Man [friendly]: “Good Morning!”
Me: “Hello! How can I help you today?”
Instantly his eyes welled with tears.
Man: “You can’t help me. No one can. I’ve just been diagnosed with inoperable lung cancer. I just need someone to talk to.”
So I listened. We talked about his life, the diagnosis, and the power of a positive attitude, and then we switched the topic to Harlan Coben vs. Vince Flynn. After he left, I cried.
I hope I helped him.
Patron: “If I choose the color printer, does it print in color?”
Upon returning to the building from my lunch break on Friday, I was approached by a young patron and her family.

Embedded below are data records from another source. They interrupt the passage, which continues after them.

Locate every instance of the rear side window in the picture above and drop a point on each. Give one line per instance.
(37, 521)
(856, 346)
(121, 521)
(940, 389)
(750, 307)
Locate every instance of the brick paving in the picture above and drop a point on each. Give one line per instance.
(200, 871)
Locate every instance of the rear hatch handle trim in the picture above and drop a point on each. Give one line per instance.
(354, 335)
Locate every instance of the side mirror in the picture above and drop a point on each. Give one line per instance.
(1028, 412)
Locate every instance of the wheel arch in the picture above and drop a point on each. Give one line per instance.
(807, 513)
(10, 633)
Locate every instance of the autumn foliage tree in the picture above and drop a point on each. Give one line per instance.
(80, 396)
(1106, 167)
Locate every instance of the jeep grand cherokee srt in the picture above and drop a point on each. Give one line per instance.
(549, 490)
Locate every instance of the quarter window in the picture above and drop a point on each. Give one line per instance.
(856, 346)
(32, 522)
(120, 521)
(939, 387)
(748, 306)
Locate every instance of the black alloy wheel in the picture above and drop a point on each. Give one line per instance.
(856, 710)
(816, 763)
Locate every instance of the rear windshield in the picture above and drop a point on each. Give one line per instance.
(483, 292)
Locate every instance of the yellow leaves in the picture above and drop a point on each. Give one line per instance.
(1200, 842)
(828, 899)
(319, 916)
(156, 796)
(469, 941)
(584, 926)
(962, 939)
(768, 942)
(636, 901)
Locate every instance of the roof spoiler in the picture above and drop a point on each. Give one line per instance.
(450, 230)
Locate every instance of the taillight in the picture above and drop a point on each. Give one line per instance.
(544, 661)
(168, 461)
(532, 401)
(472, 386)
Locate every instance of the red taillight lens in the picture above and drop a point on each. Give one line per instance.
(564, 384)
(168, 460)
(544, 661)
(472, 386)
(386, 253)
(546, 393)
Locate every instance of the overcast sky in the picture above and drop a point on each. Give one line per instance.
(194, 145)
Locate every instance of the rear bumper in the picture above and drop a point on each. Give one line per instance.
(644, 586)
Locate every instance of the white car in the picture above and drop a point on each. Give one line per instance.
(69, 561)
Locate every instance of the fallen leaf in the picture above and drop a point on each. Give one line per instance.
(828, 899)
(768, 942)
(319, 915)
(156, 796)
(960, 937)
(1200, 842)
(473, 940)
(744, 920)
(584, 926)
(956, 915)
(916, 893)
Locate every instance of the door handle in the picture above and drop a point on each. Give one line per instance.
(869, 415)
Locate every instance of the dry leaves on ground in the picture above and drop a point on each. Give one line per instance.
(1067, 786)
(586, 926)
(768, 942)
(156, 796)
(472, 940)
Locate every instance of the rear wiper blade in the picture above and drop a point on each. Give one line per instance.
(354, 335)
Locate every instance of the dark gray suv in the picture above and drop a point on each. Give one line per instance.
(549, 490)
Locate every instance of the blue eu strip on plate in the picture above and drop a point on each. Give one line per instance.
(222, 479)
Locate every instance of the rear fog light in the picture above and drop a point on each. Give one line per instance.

Girl [holding up a store-bought “Happy Birthday” sheet cake in perfect condition]: “Excuse me, we found this in the parking lot.”
I took it inside, and asked my co-workers if anyone had asked about a cake. They said no.
Not really knowing what to do with it, I put it in the refrigerator in the staff lounge, with this note attached to it: ”Found in parking lot, do not open.”
When I returned Monday, the cake was half gone, the note still attached.
No one ever came forward as the cake owner and no one fessed up to eating the lost and found cake.
In a library’s Instagram feed.
I was passing our community puzzle table and saw several unrelated library patrons of various ages and races hunkered over the table, wordlessly working together to finish a jigsaw puzzle.